If you take all matrices that are formed by permuting the columns of an $n\times n$ identity matrix, you get a group of matrices isomorphic to $S_n$.
The isomorphism can be defined as follows
$$i:S_n\to H : \pi \mapsto i(\pi) \text{ with } (i(\pi))_{kl}=\delta_{k\pi(l)}$$
in which $\delta_{kl}$ is the Kronecker delta.
It is clear that it is bijective, and also note that given two permutations $\pi$ and $\rho$
$$(i(\pi)\cdot i(\rho))_{km} = \sum_{l=1}^n i(\pi)_{kl}\cdot i(\rho)_{lm} = \sum_{l=1}^n \delta_{k\pi(l)}\cdot \delta_{l\rho(m)}=\sum_{l=1}^n \delta_{\pi^{-1}(k)l}\cdot \delta_{l\rho(m)}=\delta_{\pi^{-1}(k)\rho(m)}=\delta_{k(\pi\circ\rho)(m)} = (i(\pi \circ \rho))_{km} \; .$$
Now $H\cap SO(n)$ implies that we add the additional constraint that the determinant be $1$. Odd permutations of the identity matrix will have determinant $-1$, so those are out. We are left with even permutations, but per our isomorphism, we know that those matrices will form a group isomorphic to $A_n$. Thus $H\cap SO(n) \cong A_n$.

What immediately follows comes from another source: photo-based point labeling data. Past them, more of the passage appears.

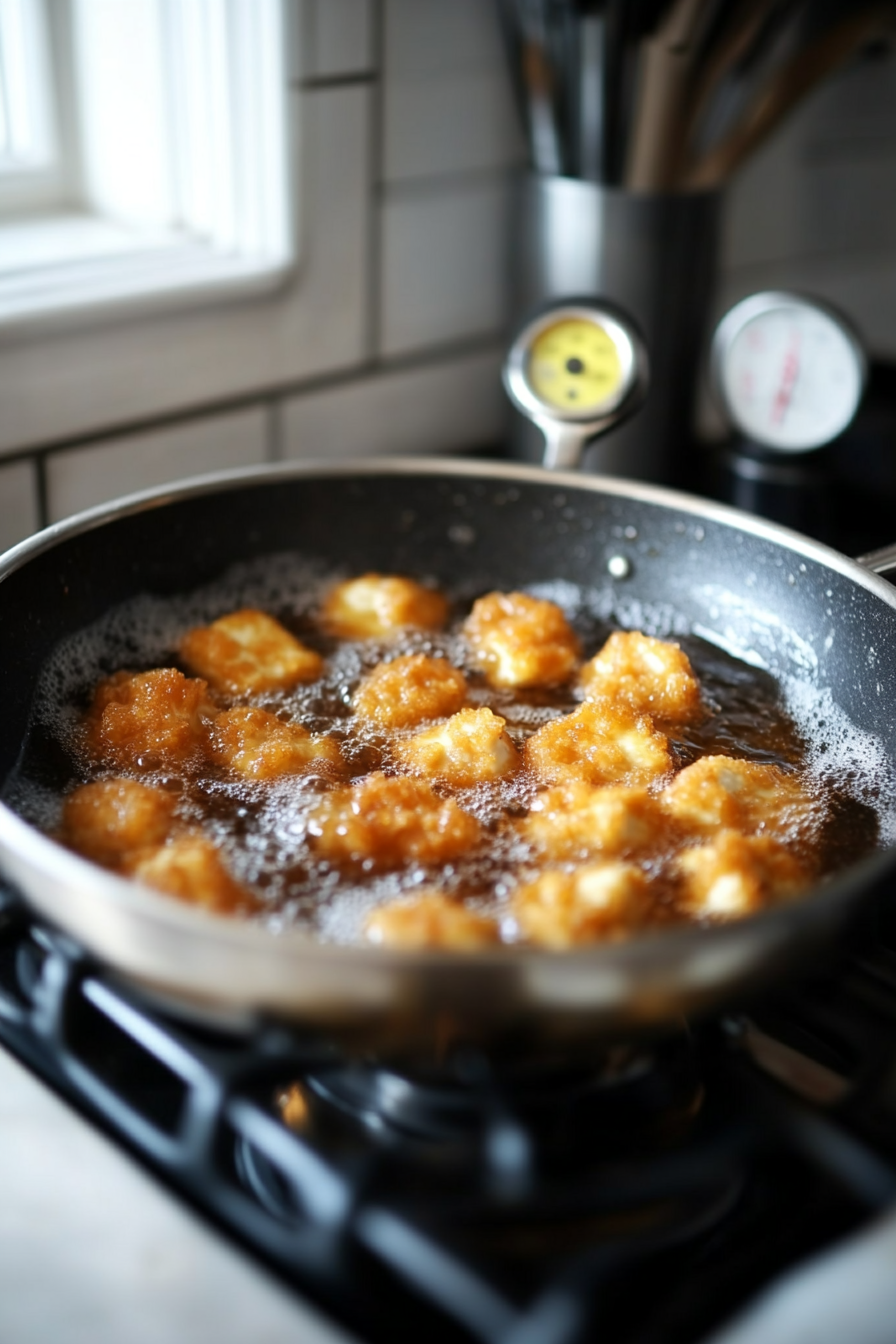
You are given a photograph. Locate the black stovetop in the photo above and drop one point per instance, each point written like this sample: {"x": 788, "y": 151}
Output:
{"x": 642, "y": 1198}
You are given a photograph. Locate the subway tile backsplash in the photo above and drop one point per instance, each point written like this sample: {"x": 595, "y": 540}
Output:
{"x": 390, "y": 335}
{"x": 449, "y": 405}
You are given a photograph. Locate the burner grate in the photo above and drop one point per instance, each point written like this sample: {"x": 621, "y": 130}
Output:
{"x": 464, "y": 1204}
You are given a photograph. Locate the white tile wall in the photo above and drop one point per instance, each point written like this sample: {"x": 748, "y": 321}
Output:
{"x": 341, "y": 38}
{"x": 439, "y": 36}
{"x": 83, "y": 476}
{"x": 19, "y": 512}
{"x": 106, "y": 375}
{"x": 452, "y": 405}
{"x": 406, "y": 139}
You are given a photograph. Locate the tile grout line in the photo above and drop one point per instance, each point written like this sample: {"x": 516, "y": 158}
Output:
{"x": 42, "y": 489}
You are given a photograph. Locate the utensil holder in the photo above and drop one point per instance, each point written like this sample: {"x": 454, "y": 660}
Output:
{"x": 654, "y": 256}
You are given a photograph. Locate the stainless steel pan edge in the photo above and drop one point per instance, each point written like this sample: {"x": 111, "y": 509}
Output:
{"x": 398, "y": 1001}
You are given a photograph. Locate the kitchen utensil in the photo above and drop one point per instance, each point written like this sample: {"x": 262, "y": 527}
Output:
{"x": 575, "y": 370}
{"x": 756, "y": 589}
{"x": 781, "y": 93}
{"x": 652, "y": 257}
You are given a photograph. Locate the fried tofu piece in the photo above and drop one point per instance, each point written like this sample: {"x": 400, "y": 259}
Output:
{"x": 735, "y": 875}
{"x": 470, "y": 749}
{"x": 601, "y": 742}
{"x": 110, "y": 819}
{"x": 383, "y": 823}
{"x": 247, "y": 652}
{"x": 409, "y": 691}
{"x": 578, "y": 819}
{"x": 379, "y": 605}
{"x": 566, "y": 909}
{"x": 190, "y": 867}
{"x": 521, "y": 641}
{"x": 261, "y": 746}
{"x": 727, "y": 793}
{"x": 430, "y": 919}
{"x": 653, "y": 676}
{"x": 149, "y": 721}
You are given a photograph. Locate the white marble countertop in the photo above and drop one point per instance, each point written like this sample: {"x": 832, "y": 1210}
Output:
{"x": 94, "y": 1251}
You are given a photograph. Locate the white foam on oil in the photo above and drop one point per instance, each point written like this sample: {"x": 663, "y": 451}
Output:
{"x": 842, "y": 756}
{"x": 263, "y": 833}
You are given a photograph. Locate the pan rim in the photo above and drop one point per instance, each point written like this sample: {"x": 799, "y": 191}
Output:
{"x": 212, "y": 483}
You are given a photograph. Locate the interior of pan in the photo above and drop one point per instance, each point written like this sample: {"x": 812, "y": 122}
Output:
{"x": 645, "y": 555}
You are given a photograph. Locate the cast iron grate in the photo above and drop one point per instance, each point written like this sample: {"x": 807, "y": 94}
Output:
{"x": 468, "y": 1208}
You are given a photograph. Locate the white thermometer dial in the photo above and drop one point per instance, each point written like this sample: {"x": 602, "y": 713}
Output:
{"x": 789, "y": 371}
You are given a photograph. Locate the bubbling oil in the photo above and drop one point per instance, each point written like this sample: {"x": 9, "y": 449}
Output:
{"x": 262, "y": 828}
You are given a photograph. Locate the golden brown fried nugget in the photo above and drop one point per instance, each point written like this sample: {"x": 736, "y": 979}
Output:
{"x": 188, "y": 867}
{"x": 430, "y": 921}
{"x": 576, "y": 819}
{"x": 521, "y": 641}
{"x": 409, "y": 691}
{"x": 148, "y": 721}
{"x": 653, "y": 676}
{"x": 735, "y": 875}
{"x": 109, "y": 819}
{"x": 599, "y": 901}
{"x": 247, "y": 652}
{"x": 727, "y": 793}
{"x": 472, "y": 747}
{"x": 599, "y": 742}
{"x": 261, "y": 746}
{"x": 379, "y": 605}
{"x": 388, "y": 821}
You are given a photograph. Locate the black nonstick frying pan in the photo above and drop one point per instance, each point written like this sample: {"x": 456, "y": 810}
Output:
{"x": 778, "y": 598}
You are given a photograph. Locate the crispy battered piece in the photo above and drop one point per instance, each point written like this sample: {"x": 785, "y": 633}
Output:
{"x": 379, "y": 605}
{"x": 735, "y": 875}
{"x": 724, "y": 792}
{"x": 410, "y": 690}
{"x": 576, "y": 819}
{"x": 472, "y": 747}
{"x": 599, "y": 742}
{"x": 388, "y": 821}
{"x": 521, "y": 641}
{"x": 261, "y": 746}
{"x": 110, "y": 819}
{"x": 247, "y": 652}
{"x": 430, "y": 921}
{"x": 148, "y": 721}
{"x": 188, "y": 867}
{"x": 653, "y": 676}
{"x": 564, "y": 909}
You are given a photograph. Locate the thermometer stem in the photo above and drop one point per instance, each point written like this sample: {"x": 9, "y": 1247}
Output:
{"x": 789, "y": 376}
{"x": 563, "y": 445}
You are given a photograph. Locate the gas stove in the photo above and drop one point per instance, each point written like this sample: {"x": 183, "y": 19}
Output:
{"x": 650, "y": 1195}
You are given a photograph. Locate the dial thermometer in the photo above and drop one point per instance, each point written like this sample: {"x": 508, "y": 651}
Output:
{"x": 789, "y": 371}
{"x": 575, "y": 370}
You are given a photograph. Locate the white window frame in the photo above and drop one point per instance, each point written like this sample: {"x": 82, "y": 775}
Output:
{"x": 194, "y": 200}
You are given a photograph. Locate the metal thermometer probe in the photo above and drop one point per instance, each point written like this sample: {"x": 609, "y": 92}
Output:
{"x": 789, "y": 371}
{"x": 575, "y": 371}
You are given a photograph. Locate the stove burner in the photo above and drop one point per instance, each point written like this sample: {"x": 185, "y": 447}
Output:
{"x": 640, "y": 1199}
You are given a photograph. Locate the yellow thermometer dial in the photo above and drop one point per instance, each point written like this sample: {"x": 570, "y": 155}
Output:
{"x": 575, "y": 366}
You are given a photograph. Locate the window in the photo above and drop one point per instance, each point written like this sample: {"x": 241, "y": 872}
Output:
{"x": 144, "y": 153}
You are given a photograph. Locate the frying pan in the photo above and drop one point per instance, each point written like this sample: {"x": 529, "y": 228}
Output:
{"x": 769, "y": 594}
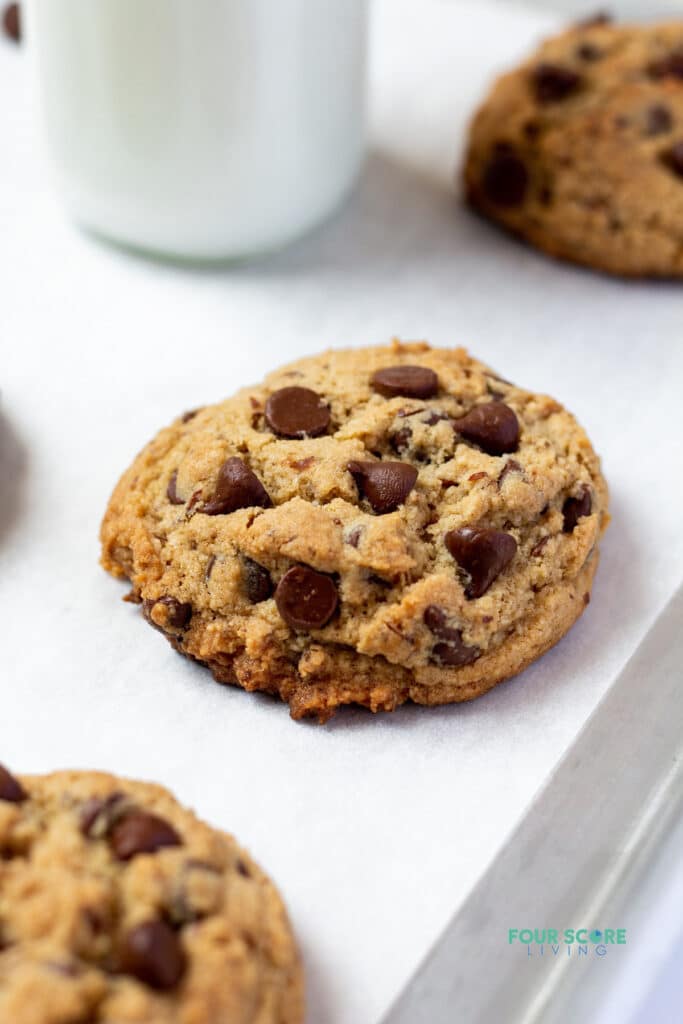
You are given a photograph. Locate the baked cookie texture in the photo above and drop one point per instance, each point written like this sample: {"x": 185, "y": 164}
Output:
{"x": 580, "y": 151}
{"x": 369, "y": 526}
{"x": 118, "y": 905}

Note that your answer is wrong because in (3) they explicitly define $H$ as being the subgroup of $O(n)$ isomorphic to $S_n$ and then ask about $H\cap SO(n)$. But then you go and redefine $H$ to be the group of all even permutations. You can't just do that.

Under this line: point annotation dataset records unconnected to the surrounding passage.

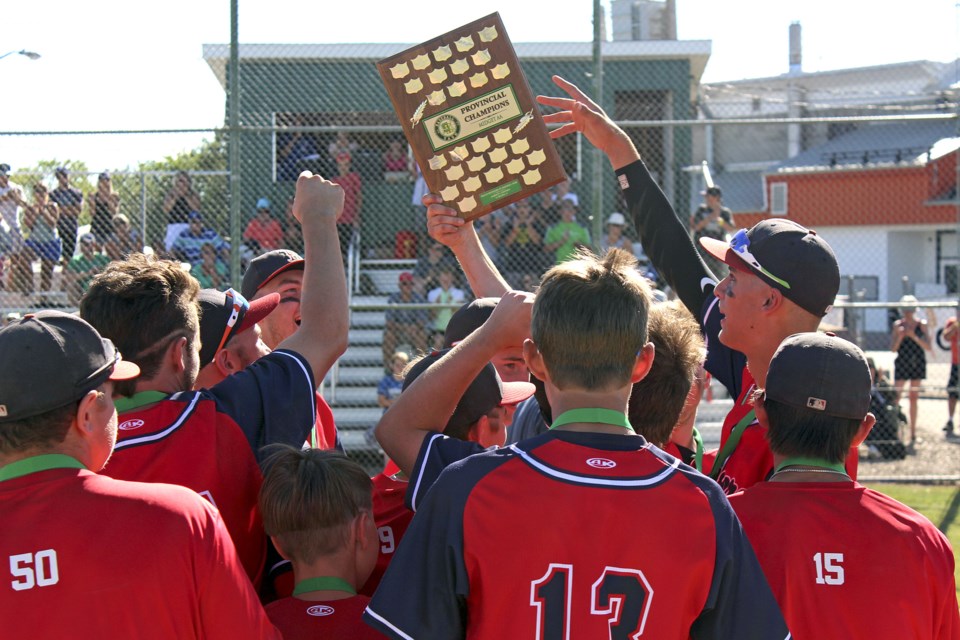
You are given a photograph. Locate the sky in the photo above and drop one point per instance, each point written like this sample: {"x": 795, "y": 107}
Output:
{"x": 117, "y": 64}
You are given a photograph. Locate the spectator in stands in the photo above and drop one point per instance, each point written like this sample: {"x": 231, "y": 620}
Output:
{"x": 179, "y": 202}
{"x": 81, "y": 269}
{"x": 104, "y": 204}
{"x": 42, "y": 240}
{"x": 614, "y": 236}
{"x": 70, "y": 201}
{"x": 391, "y": 383}
{"x": 11, "y": 237}
{"x": 188, "y": 245}
{"x": 350, "y": 181}
{"x": 210, "y": 272}
{"x": 405, "y": 326}
{"x": 263, "y": 233}
{"x": 712, "y": 220}
{"x": 444, "y": 293}
{"x": 523, "y": 243}
{"x": 396, "y": 163}
{"x": 563, "y": 238}
{"x": 123, "y": 240}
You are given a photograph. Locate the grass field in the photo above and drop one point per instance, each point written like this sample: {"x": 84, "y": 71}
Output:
{"x": 940, "y": 503}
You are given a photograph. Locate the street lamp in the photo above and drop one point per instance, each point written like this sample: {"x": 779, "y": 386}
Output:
{"x": 33, "y": 55}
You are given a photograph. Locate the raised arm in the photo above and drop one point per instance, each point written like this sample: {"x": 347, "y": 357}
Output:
{"x": 322, "y": 336}
{"x": 427, "y": 404}
{"x": 449, "y": 229}
{"x": 665, "y": 238}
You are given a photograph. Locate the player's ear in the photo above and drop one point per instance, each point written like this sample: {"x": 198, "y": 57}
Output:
{"x": 641, "y": 367}
{"x": 865, "y": 427}
{"x": 534, "y": 359}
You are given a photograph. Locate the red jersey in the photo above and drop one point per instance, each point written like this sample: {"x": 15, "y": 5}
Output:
{"x": 94, "y": 557}
{"x": 205, "y": 440}
{"x": 845, "y": 561}
{"x": 392, "y": 518}
{"x": 311, "y": 620}
{"x": 565, "y": 492}
{"x": 351, "y": 196}
{"x": 269, "y": 236}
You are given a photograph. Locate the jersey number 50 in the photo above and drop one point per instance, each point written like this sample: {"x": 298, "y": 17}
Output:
{"x": 34, "y": 570}
{"x": 623, "y": 595}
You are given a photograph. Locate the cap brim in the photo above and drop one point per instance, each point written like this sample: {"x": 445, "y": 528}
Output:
{"x": 290, "y": 266}
{"x": 124, "y": 370}
{"x": 259, "y": 309}
{"x": 514, "y": 392}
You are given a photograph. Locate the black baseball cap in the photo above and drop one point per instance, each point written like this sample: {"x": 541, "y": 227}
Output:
{"x": 62, "y": 357}
{"x": 787, "y": 256}
{"x": 224, "y": 314}
{"x": 266, "y": 267}
{"x": 485, "y": 392}
{"x": 821, "y": 372}
{"x": 468, "y": 319}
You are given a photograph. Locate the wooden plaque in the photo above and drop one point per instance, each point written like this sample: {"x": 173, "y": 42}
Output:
{"x": 471, "y": 118}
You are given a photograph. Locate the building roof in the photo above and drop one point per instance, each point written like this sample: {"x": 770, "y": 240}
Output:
{"x": 879, "y": 144}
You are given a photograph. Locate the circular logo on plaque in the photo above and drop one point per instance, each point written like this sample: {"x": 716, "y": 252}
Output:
{"x": 447, "y": 127}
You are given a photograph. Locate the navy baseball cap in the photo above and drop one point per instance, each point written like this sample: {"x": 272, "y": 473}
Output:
{"x": 486, "y": 392}
{"x": 821, "y": 372}
{"x": 63, "y": 358}
{"x": 788, "y": 257}
{"x": 224, "y": 314}
{"x": 266, "y": 267}
{"x": 468, "y": 319}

By Cayley's theorem, every group is isomorphic to a group of permutations, but in particular every finite group is isomorphic to a finite group of permutations. And since we just showed that every finite group of permutations is isomorphic to a subgroup of $O(n)$, we obtain (4). Note the emphasis on finite is important and was lacking in your answer.